In person and online! This is probably my 303rd show EVER in Vancouver, BC. There are two cities I have performed in the most: My hometown of San José and my home-away-from-hometown of East Van. The first time I performed there in April 2002 (20 years ago!) was my first time out of the States and I fell in love immediately. That’s an understatement—I fell in life with Vancouver. I have never felt more consistently understood by audiences than in that great Southwestern Canada Beacon by the Sea.

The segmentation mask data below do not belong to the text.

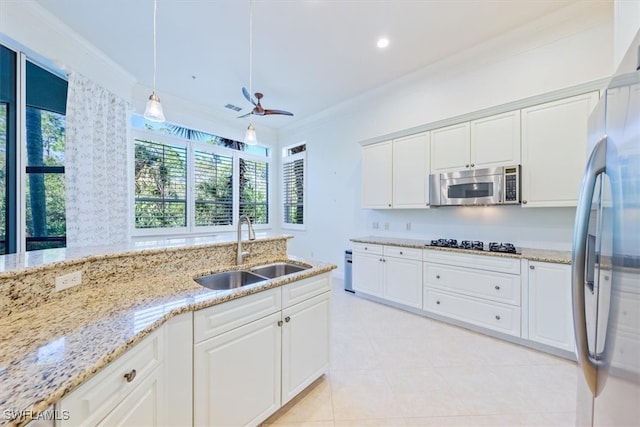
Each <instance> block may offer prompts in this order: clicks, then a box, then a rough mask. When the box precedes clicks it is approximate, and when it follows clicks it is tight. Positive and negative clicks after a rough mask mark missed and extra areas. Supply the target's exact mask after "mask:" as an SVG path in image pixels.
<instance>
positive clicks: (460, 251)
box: [351, 236, 571, 264]
mask: <svg viewBox="0 0 640 427" xmlns="http://www.w3.org/2000/svg"><path fill="white" fill-rule="evenodd" d="M351 241H352V242H357V243H370V244H376V245H393V246H402V247H406V248H417V249H429V250H434V251H444V252H456V253H467V254H472V255H486V256H496V257H503V258H517V259H523V258H524V259H528V260H530V261H540V262H553V263H556V264H571V251H557V250H547V249H534V248H519V249H520V251H521V253H520V254H508V253H502V252H489V251H476V250H471V249H457V248H456V249H452V248H440V247H436V246H429V243H430V240H418V239H401V238H393V237H377V236H366V237H354V238H352V239H351Z"/></svg>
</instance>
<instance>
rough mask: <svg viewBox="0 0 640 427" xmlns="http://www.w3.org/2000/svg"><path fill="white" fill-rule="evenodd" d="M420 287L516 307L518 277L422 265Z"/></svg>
mask: <svg viewBox="0 0 640 427" xmlns="http://www.w3.org/2000/svg"><path fill="white" fill-rule="evenodd" d="M423 277H424V285H425V286H429V287H433V288H440V289H444V290H447V291H452V292H457V293H461V294H465V295H469V296H473V297H479V298H484V299H489V300H492V301H497V302H501V303H506V304H511V305H515V306H518V307H519V306H520V276H517V275H515V274H504V273H493V272H489V271H482V270H470V269H466V268H458V267H450V266H445V265H441V264H431V263H424V276H423Z"/></svg>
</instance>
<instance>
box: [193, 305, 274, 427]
mask: <svg viewBox="0 0 640 427" xmlns="http://www.w3.org/2000/svg"><path fill="white" fill-rule="evenodd" d="M280 315H281V313H280V312H277V313H274V314H272V315H270V316H267V317H264V318H262V319H260V320H256V321H255V322H252V323H249V324H247V325H245V326H241V327H239V328H236V329H234V330H232V331H229V332H226V333H224V334H222V335H218V336H216V337H214V338H210V339H208V340H206V341H203V342H201V343H199V344H197V345H196V346H195V348H194V354H193V356H194V361H193V369H194V372H193V375H194V393H193V402H194V403H193V411H194V425H198V426H205V425H206V426H245V425H257V424H259V423H260V422H262V421H263V420H265V419H266V418H267V417H268V416H269V415H271V414H272V413H274V412H275V411H276V410H277V409H278V408H279V407H280V375H281V369H280V361H281V340H282V338H281V337H282V332H281V331H282V328H281V326H280V325H279V322H280Z"/></svg>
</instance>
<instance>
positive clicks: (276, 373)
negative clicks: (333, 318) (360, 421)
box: [193, 273, 331, 426]
mask: <svg viewBox="0 0 640 427" xmlns="http://www.w3.org/2000/svg"><path fill="white" fill-rule="evenodd" d="M330 291H331V278H330V276H329V274H328V273H327V274H322V275H318V276H313V277H309V278H306V279H302V280H299V281H295V282H292V283H289V284H287V285H285V286H283V287H281V288H274V289H270V290H267V291H263V292H258V293H256V294H253V295H249V296H246V297H243V298H239V299H236V300H232V301H229V302H226V303H224V304H220V305H217V306H213V307H209V308H207V309H204V310H200V311H198V312H196V313H195V314H194V325H195V326H194V341H195V346H194V357H193V375H194V404H193V410H194V425H214V426H217V425H224V426H227V425H229V426H245V425H257V424H259V423H261V422H262V421H264V420H265V419H266V418H268V417H269V416H270V415H271V414H273V413H274V412H275V411H277V410H278V409H279V408H280V407H281V406H282V405H283V404H284V403H286V402H287V401H289V400H290V399H291V398H293V397H294V396H295V395H297V394H299V393H300V392H301V391H302V390H303V389H304V388H306V387H307V386H308V385H309V384H311V383H312V382H313V381H315V380H316V379H317V378H319V377H320V376H321V375H322V374H323V373H325V372H327V371H328V369H329V354H330V329H331V327H330V317H331V316H330V307H331V305H330V294H331V292H330Z"/></svg>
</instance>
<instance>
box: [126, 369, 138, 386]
mask: <svg viewBox="0 0 640 427" xmlns="http://www.w3.org/2000/svg"><path fill="white" fill-rule="evenodd" d="M136 374H137V372H136V370H135V369H132V370H130V371H129V372H127V373H126V374H124V379H125V380H127V382H128V383H130V382H131V381H133V380H135V379H136Z"/></svg>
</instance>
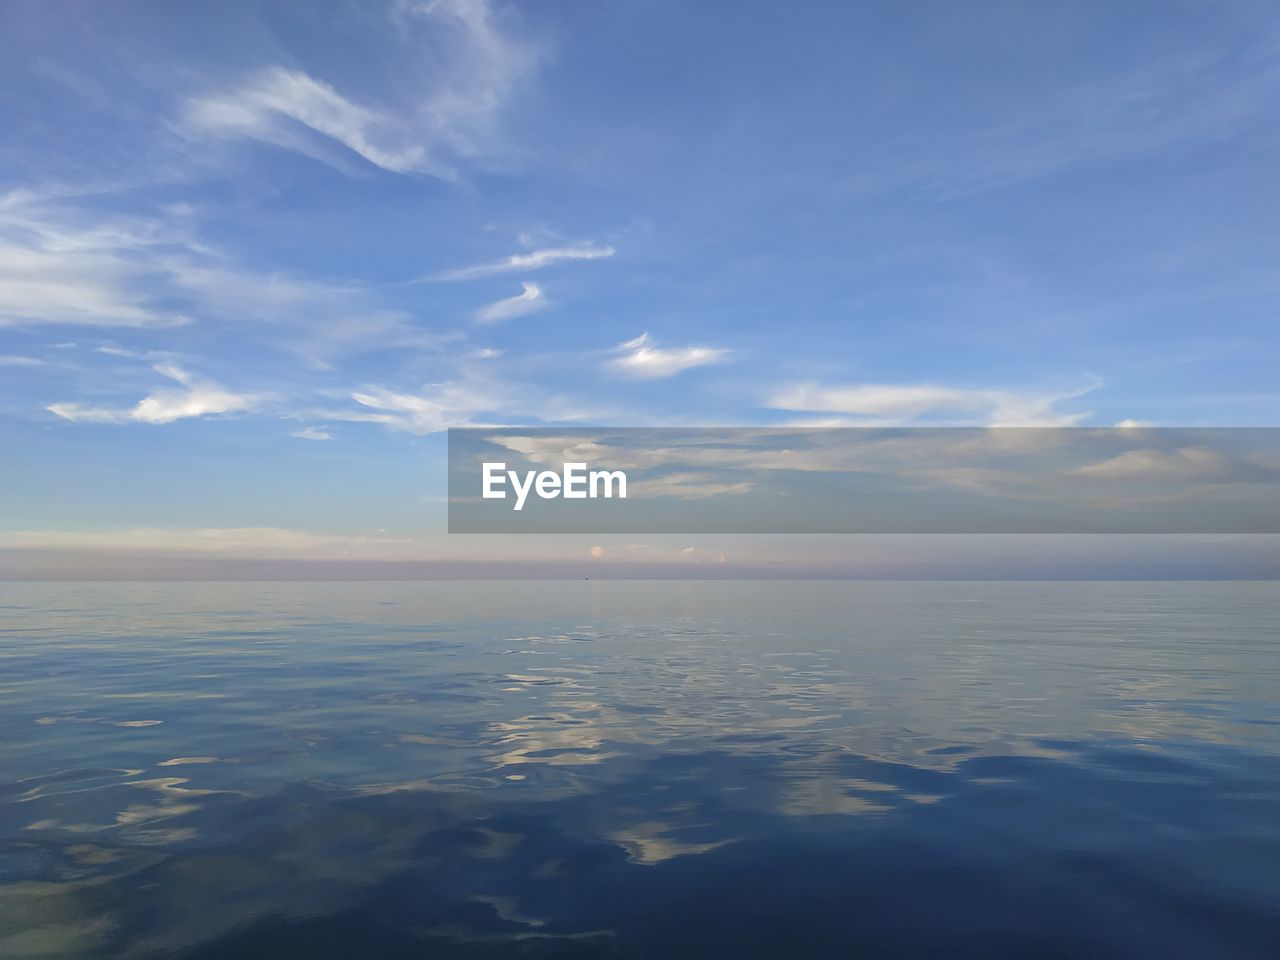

I’ve heard stories that in 1500s England they buried people prematurely due to a comatose state caused by drinking alcohol from lead and pewter cups
To eradicate these awful mistakes and to prevent many wrongful deaths they hired men to sit in cemeteries with lanterns and shovels to listen for ringing bells
These bells were tied to twine the twine ran underground to the wrist of the deceased If the person awoke inside their coffin and scrambled for escape their bell would sound six feet above and the diggers would start digging Hence, those buried alive were saved by the bell and the diggers worked what became known as the first graveyard shift The only people at that time willing to work in the dark and sleep during the day
So I’m at my new graveyard job at the mall I stock toys for the kiddies I work in the dark, like Quasimodo Because they would never hire me for a daylight position I guess I just don’t appeal to their regular shoppers and I definitely don’t appeal to the kind of people that stop by our store after spending a few grand at Nordstrom
Come see the big hairy guy Come one, come all Come down to the mall See for yourself The big giant elf
I could never dance for a dollar and I won’t give up my dreams for a job I work in the dark to enjoy the sun I plan my life during my ten minute breaks while the nocturnal animals play in the empty parking garage amongst the littered shopping bags, receipts and price tags
As the world sleeps dreaming of their designer clothes their bottled water and their beverly hills lifestyle I debate with myself whether I have time to suck down one more cigarette
If you can see the blue my collar then you must know that I have learned quite well just how to differentiate between the day walkers and those that roam the night
I prefer the light of the moon over your basic fluorescent office fixture The kind of light that assumes a distrust between you and your boss The kind of light that peeks into and around every corner
Those are the lights the stores at malls use to scare away the shoplifters and those are the lights they shut off when the graveyard shift punches in They know that something will be missing in the morning, so what’s the fucking point
The graveyard shift is creative taking what is never rightfully theirs, but obviously no one else’s either
There is always something so missing when the morning crew takes over that the customers can smell it under the hot lights of omniscience
It is the creativity born with nightwalkers
It is how much the day hates the night
You’ll never see a pigeon hanging out with an owl
You’ll never see Beverly Hills hand me her phone number as she leaves the mall with her bags of “Hey, look at me!” while I enter the mall in an air of Hey… look at me…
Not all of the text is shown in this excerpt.